El paradigma de la opacidad por razones de Estado quedó manifiesto a inicios de este año, cuando la solicitud de transparencia 330030526000133 fue respondida con una reserva a cinco años. El argumento central radicó en la protección de la integridad de los ministros, una justificación habitual en áreas de seguridad ciudadana, pero que en el contexto administrativo requiere de una fundamentación jurídica exhaustiva para no vulnerar el principio de máxima publicidad.
La posterior orden de apertura por parte del Comité de Transparencia delineó la estructura logística actual del Alto Tribunal. El inventario de 151 unidades refleja una transición en la política de adquisición del Estado: mientras 60 vehículos son propiedad de la Corte, acumulando un valor histórico de 20.2 millones de pesos en un periodo de quince años (2007-2022), el grueso operativo de 91 unidades descansa hoy en un modelo de tercerización o arrendamiento.
Este viraje hacia el arrendamiento integral busca, en teoría, optimizar recursos al delegar en un tercero el mantenimiento preventivo y correctivo, la cobertura amplia de seguros y la renovación del kilometraje. Las bases de licitación (LPN/SCJN/DGRM/011/2021) estructuraron un acuerdo abierto de 47 meses que incluye la gestión de flotillas mediante sistemas de geolocalización, asistencia vial permanente y plataformas de monitoreo en tiempo real.

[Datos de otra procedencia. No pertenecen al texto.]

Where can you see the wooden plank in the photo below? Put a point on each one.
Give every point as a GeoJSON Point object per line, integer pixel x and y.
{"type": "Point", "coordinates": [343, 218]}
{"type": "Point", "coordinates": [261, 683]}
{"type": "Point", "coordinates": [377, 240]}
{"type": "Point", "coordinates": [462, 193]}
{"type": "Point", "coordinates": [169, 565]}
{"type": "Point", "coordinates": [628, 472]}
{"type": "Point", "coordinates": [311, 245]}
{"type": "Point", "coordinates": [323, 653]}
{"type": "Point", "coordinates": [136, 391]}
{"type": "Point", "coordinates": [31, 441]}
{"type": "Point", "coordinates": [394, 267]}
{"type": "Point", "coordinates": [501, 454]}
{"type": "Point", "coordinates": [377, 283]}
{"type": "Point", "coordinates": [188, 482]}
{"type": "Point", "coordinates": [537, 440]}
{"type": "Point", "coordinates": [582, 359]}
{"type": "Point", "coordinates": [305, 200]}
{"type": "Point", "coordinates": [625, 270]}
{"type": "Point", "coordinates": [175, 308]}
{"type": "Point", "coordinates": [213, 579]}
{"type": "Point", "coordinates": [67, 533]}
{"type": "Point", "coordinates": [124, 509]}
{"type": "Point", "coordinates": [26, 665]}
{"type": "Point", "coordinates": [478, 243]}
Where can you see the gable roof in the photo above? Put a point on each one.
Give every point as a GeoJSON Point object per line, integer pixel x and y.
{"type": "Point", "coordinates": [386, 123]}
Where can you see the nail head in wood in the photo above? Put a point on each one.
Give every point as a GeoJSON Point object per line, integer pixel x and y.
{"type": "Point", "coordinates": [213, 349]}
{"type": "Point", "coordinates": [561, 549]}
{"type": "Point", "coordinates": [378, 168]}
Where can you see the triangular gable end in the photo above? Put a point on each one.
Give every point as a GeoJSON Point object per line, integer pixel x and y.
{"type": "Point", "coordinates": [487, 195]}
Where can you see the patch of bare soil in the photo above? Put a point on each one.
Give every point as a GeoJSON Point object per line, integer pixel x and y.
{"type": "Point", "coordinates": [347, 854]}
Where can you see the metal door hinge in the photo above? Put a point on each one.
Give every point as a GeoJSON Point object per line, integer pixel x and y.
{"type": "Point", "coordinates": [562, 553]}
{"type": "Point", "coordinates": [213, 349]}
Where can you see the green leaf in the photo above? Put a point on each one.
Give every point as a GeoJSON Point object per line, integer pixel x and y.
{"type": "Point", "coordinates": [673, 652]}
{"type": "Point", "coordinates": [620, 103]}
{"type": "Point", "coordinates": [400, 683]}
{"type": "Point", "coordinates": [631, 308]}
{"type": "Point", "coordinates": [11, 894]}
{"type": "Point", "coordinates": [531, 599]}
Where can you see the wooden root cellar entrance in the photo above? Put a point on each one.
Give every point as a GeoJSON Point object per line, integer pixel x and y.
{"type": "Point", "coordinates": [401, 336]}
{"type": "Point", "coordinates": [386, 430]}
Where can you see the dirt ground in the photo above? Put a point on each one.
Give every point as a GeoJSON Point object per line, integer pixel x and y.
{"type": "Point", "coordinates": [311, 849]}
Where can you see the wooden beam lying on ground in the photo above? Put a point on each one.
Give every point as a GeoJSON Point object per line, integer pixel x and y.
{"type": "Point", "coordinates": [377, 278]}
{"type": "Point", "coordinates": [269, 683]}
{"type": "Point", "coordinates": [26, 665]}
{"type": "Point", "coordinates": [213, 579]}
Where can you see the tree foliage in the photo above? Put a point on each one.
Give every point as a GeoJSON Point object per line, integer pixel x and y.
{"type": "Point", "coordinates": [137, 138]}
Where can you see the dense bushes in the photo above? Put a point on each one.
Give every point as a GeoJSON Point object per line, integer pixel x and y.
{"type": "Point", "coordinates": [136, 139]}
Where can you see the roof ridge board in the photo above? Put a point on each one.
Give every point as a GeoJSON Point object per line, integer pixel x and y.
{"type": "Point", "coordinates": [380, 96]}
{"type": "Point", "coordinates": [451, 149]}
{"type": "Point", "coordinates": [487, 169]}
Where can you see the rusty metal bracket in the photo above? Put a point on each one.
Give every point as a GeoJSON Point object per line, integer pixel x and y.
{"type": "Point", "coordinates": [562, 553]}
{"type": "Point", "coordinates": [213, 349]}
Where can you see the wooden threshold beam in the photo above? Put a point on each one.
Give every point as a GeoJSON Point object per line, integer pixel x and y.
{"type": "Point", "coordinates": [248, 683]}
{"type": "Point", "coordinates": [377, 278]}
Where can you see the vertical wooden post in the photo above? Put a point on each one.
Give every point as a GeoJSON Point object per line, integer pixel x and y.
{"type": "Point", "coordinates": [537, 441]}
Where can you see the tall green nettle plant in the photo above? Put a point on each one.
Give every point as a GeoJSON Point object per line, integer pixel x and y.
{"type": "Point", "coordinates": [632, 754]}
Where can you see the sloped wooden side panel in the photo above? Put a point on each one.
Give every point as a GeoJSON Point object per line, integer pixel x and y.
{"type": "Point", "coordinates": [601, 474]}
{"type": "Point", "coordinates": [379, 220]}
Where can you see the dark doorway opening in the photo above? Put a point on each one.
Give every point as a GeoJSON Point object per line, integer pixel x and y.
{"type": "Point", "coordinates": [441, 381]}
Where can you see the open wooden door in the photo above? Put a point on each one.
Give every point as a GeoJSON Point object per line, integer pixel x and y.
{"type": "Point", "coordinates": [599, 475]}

No obstante, la eficiencia teórica del modelo choca con la opacidad en su ejecución presupuestal. Aunque la respuesta institucional de marzo de 2026 omitió el costo del arrendamiento, el rastro documental del proceso de contratación abierto arroja un parámetro financiero sustancial: un límite máximo de inversión proyectado en más de 73 millones de pesos, estructurado a través de pagos mensualizados que oscilan entre los 6,000 y 9,000 pesos por unidad básica o mediana.
El desafío real de este andamiaje contractual reside en la supervisión de su cumplimiento. Los instrumentos modernos de arrendamiento gubernamental exigen una vigilancia milimétrica que, de acuerdo con los propios reportes de auditoría interna de la SCJN, ha presentado fisuras estructurales. La conciliación de facturas frente al servicio efectivamente prestado se erige como el punto más débil de la cadena administrativa.
El resultado de estas asimetrías administrativas se traduce en un daño medible. La identificación de 170 casos donde se emitieron pagos por días sin servicio (equivalentes a más de 400,000 pesos) y la falta de penalización por unidades no entregadas, subraya que la modernización de los contratos estatales carece de impacto real si no va acompañada de sistemas de fiscalización interna rigurosos y de una política de transparencia proactiva, en lugar de reactiva.